The operation, which resulted in the death of one police officer, was carried out by 500 soldiers backed by 22 helicopters in the Necocli municipality.
It was “the biggest penetration of the jungle ever seen in the military history of our country”, Mr. Duque said.
A handcuffed Otoniel was subsequently seen landing in Bogota and being brought into arrest under heavy security, according to a police live stream.
During a press conference, Colombian police director Jorge Vargas stated that officials conducted “an important satellite operation with agencies from the United States and the United Kingdom.”
Otoniel was hiding in the woods in the Uraba region, according to police, and did not use a phone, instead depending on couriers to communicate.
Mr. Vargas said he “slept there in the rain, never approaching inhabited areas” because he was afraid of authorities.

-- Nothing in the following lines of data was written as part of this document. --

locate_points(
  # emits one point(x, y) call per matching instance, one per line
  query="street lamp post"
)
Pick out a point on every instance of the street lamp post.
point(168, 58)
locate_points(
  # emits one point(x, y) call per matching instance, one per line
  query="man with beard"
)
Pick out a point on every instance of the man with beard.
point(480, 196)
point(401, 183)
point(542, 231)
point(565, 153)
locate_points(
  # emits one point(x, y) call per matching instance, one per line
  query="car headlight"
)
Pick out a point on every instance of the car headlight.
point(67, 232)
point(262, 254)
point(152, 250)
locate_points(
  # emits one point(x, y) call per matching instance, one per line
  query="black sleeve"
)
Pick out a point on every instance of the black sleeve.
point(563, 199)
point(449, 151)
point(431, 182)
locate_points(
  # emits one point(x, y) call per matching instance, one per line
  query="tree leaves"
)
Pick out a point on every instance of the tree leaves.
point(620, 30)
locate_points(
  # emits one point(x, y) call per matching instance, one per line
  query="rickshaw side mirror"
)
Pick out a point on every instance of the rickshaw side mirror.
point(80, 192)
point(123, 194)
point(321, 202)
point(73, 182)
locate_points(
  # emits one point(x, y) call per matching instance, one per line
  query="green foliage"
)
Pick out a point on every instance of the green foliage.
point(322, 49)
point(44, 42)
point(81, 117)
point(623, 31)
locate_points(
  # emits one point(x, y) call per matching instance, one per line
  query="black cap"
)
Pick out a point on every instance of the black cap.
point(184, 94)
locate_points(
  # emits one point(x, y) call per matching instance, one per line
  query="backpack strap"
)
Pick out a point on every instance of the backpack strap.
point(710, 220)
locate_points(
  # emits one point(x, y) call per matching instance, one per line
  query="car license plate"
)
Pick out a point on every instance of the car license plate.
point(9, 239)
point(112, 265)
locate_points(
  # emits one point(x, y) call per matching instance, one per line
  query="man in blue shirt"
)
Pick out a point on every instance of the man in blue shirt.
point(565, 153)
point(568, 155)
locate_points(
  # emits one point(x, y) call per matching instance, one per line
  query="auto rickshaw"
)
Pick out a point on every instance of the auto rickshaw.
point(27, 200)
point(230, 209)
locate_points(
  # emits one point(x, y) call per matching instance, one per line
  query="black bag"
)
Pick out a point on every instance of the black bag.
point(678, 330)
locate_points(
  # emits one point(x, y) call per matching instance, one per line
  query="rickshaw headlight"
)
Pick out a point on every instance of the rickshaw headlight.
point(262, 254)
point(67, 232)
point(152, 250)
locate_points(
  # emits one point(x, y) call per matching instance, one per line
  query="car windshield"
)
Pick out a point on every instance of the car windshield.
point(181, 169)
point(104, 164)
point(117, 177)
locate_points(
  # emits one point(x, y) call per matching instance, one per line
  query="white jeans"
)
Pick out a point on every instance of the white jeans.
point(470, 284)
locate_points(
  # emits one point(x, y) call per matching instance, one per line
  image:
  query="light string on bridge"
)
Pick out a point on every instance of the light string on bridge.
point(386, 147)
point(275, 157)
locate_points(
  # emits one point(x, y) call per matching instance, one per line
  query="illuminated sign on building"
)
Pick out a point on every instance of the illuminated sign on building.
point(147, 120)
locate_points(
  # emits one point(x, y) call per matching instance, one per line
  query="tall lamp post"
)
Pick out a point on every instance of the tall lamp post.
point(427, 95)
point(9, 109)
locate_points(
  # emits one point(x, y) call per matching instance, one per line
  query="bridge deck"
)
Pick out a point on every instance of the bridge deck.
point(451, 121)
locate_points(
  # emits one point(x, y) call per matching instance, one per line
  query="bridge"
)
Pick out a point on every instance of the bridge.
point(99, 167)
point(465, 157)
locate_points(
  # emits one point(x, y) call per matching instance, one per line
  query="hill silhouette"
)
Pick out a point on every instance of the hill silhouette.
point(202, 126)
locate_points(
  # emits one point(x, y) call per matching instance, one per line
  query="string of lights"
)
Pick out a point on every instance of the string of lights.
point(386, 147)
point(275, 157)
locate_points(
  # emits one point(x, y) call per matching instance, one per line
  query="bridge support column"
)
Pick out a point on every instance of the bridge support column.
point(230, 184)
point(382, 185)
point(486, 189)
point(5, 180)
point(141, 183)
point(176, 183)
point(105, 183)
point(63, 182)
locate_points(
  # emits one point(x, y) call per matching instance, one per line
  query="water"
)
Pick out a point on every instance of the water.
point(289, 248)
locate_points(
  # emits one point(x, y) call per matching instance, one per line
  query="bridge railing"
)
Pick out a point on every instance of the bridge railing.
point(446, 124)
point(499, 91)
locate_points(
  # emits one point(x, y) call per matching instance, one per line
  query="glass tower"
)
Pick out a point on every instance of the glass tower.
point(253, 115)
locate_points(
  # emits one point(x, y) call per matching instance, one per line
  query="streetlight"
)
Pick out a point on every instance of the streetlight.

The US has offered a $5 million reward for information leading to the arrest of Otoniel, one of Colombia’s most wanted persons.
He was indicted in the United States in 2009 and is currently awaiting extradition to the country, where he would appear in federal court in the Southern District of New York.
The Colombian government accuses the group of being one of the main drivers of the worst spell of nationwide violence since the signing of a peace accord with FARC guerillas in 2016. The gang is financed mostly by drug trafficking, illicit mining, and extortion.
The Gulf Clan is present in almost 300 municipalities in the country, according to the independent think tank Indepaz. However, recent government efforts have seen the organization decimated.